The two looked at each other. Finally, the one in the wool jacket said, “Yes. We were.”

Merde,” Simard said, mildly irritated, as though he’d lost a button. Gingerly, he raised the cuff of his trouser leg, to reveal a red gash that pulsed blood down his shin and into his sock. “I am shot,” he said, barely able to believe it. He took a handkerchief from the breast pocket of his jacket and dabbed the wound. “Don’t dab at it,” Hamilton said. “Press it.”

“Don’t tell me what to do,” Simard said. “I’ve been shot before.”

“So have I,” Hamilton said.

“Use pressure,” Weisz said. “To stop bleeding.” He found his own handkerchief, held the ends, and twirled it around to make a tourniquet.

“I’ll do it,” Simard said, taking the handkerchief. His face was very pale, Weisz thought he might be in shock.

In the front seat, as the taxi hurtled down a broad, empty street, the driver turned around to see what was going on in back.

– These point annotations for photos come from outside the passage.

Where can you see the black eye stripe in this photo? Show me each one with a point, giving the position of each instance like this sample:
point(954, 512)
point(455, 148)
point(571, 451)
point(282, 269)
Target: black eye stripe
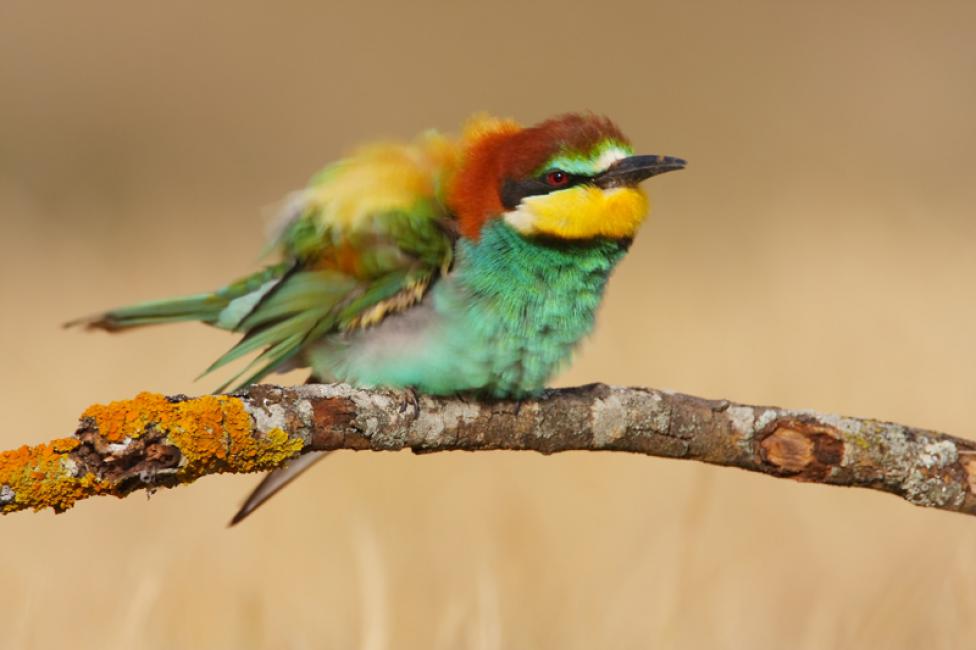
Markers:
point(512, 191)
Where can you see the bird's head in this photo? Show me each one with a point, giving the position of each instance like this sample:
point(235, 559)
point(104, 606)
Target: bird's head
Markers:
point(570, 177)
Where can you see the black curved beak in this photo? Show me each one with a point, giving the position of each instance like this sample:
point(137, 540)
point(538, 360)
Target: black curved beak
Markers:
point(633, 169)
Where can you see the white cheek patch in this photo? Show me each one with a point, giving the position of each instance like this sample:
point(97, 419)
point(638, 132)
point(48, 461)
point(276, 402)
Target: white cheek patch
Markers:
point(609, 157)
point(521, 219)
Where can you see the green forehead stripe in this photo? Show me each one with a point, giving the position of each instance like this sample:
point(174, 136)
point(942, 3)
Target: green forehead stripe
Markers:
point(576, 162)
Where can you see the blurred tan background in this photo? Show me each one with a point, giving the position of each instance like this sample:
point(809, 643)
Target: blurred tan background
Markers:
point(819, 252)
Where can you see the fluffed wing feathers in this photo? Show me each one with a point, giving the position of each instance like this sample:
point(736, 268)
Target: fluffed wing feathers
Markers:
point(365, 239)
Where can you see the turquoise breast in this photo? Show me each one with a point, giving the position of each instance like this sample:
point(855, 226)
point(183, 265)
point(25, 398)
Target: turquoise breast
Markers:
point(501, 323)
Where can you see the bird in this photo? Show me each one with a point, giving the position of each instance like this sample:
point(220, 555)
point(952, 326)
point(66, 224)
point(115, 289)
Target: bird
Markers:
point(469, 265)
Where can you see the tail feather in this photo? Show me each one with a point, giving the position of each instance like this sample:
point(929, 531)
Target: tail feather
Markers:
point(224, 308)
point(204, 307)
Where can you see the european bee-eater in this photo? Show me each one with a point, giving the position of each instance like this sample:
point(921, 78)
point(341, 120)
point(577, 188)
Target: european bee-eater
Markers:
point(443, 266)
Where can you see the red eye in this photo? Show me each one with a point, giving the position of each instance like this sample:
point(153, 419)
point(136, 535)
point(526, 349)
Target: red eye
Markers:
point(557, 178)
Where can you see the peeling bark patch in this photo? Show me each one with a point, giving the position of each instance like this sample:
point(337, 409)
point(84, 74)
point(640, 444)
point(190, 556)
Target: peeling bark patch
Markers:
point(970, 466)
point(331, 423)
point(805, 449)
point(788, 449)
point(610, 419)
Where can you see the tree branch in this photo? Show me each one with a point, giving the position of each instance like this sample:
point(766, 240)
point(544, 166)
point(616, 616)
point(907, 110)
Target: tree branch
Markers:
point(155, 441)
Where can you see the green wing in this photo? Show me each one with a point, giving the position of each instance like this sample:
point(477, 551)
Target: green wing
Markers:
point(366, 238)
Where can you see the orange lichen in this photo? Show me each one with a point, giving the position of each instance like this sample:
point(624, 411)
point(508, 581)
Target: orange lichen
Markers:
point(43, 476)
point(213, 434)
point(117, 421)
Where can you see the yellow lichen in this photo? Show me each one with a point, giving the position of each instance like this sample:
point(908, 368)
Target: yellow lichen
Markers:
point(41, 477)
point(213, 434)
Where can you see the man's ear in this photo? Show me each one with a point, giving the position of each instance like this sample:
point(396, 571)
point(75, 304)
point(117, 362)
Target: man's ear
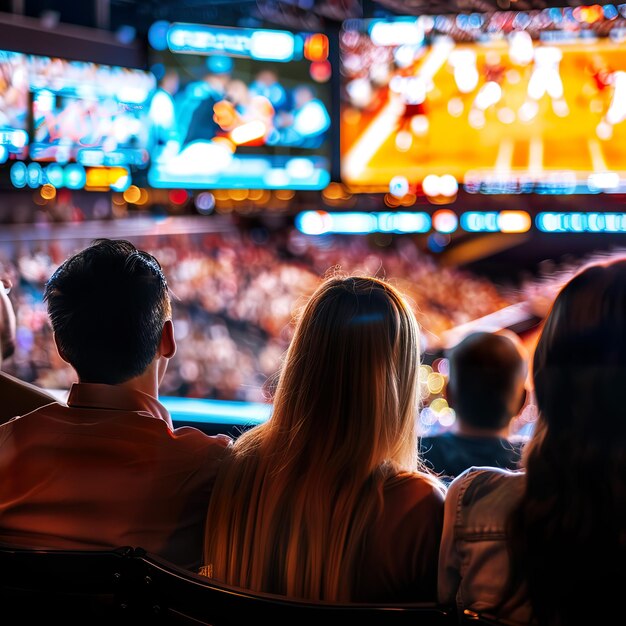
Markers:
point(59, 349)
point(523, 399)
point(167, 345)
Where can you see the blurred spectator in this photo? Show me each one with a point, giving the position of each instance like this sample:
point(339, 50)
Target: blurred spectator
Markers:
point(486, 387)
point(235, 300)
point(547, 545)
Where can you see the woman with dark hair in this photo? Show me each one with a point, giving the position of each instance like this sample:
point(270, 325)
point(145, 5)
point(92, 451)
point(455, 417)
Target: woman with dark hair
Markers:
point(324, 501)
point(547, 545)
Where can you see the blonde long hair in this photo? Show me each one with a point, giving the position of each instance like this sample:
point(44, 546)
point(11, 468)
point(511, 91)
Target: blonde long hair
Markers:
point(290, 510)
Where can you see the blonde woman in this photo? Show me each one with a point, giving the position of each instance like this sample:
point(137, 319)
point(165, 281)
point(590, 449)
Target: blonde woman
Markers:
point(324, 501)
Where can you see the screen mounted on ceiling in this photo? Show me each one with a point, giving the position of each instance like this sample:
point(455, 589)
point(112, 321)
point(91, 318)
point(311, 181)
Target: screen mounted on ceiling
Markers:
point(239, 107)
point(508, 102)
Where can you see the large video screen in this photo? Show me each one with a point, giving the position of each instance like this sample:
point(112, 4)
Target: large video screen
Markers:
point(240, 108)
point(72, 124)
point(95, 115)
point(507, 102)
point(13, 106)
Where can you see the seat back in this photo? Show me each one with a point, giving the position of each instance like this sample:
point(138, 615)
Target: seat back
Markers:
point(70, 586)
point(177, 596)
point(130, 587)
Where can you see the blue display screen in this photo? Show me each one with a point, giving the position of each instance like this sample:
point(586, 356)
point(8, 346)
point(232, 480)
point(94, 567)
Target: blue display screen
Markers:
point(239, 107)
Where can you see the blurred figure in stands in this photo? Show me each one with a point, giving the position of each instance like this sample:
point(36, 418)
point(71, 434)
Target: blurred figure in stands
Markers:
point(108, 469)
point(486, 388)
point(16, 397)
point(324, 500)
point(548, 545)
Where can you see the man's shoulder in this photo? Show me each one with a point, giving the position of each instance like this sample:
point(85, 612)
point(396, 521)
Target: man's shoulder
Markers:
point(194, 437)
point(482, 494)
point(20, 398)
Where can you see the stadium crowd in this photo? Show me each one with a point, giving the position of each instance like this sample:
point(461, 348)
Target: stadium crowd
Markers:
point(235, 295)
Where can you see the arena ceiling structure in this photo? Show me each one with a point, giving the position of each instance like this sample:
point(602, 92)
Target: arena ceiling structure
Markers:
point(139, 14)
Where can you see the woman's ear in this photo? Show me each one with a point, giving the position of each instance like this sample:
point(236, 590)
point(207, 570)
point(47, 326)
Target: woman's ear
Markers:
point(167, 346)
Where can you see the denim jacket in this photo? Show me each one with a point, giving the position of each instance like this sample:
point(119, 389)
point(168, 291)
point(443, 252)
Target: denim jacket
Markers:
point(473, 559)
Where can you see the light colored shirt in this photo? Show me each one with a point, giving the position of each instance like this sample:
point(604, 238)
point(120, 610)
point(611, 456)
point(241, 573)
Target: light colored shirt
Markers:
point(18, 397)
point(473, 560)
point(107, 470)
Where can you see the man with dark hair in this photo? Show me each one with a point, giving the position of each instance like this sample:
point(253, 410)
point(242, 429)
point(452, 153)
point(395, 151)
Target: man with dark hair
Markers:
point(108, 469)
point(16, 396)
point(486, 388)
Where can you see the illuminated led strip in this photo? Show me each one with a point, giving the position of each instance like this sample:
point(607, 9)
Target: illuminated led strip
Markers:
point(577, 222)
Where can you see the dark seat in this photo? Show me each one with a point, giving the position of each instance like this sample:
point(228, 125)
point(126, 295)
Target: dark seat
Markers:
point(181, 597)
point(472, 618)
point(67, 586)
point(128, 586)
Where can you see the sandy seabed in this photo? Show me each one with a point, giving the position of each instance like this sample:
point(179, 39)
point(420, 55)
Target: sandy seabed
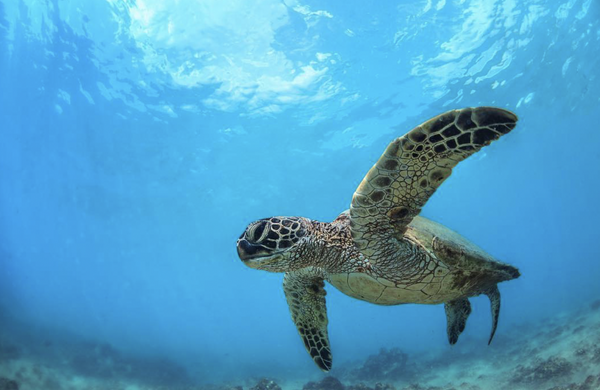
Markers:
point(559, 353)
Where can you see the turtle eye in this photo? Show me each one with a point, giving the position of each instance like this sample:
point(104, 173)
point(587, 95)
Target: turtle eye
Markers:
point(256, 232)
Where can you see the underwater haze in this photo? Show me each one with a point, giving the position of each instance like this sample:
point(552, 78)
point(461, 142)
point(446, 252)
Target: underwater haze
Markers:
point(139, 138)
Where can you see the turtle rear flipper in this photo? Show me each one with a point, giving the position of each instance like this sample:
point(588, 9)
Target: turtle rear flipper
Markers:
point(457, 312)
point(494, 296)
point(305, 293)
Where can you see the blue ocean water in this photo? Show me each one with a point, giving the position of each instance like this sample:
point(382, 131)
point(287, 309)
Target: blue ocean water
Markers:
point(139, 138)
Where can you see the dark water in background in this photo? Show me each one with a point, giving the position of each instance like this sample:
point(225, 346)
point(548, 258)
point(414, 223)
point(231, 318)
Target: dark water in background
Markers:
point(139, 138)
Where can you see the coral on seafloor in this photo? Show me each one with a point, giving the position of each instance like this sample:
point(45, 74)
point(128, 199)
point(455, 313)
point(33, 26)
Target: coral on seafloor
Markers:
point(591, 383)
point(543, 370)
point(7, 384)
point(327, 383)
point(266, 384)
point(332, 383)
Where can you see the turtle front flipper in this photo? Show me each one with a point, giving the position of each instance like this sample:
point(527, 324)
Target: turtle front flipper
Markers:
point(457, 312)
point(411, 169)
point(494, 296)
point(305, 294)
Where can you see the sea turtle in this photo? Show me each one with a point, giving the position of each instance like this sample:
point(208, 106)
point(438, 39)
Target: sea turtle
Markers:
point(381, 251)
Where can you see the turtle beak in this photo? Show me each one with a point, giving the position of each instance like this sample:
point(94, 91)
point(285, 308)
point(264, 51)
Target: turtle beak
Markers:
point(246, 250)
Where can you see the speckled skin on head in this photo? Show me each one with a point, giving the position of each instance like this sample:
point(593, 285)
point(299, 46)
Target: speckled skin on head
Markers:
point(380, 250)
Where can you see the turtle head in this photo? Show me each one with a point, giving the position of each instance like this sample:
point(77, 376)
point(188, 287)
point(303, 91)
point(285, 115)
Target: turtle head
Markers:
point(272, 244)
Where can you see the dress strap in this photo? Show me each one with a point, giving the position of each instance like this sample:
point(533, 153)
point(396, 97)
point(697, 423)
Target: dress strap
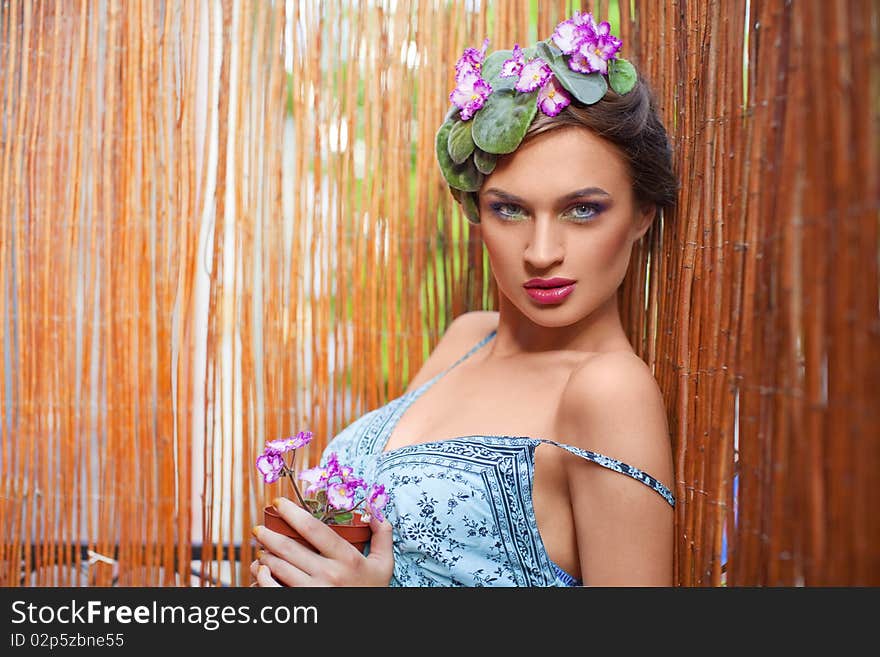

He started to speak, then didn’t, and held a hand to his forehead. Of course his head ached-his windshield had a bullet hole, his doors were scraped, trunk dented, and, now, blood on the upholstery. Behind them, in the distance, the high and low notes of a siren.

The student holding the flag got to his knees and peered out the window. “You had better hide your taxi,” he said to the driver.

Hide it? Under the bed?”

“Pavel, maybe,” the other student said.

His friend said, “Yes, of course.” Then, to the driver: “A friend of ours lives in a building with a stable in back, we can hide it there. You can’t drive around like this.”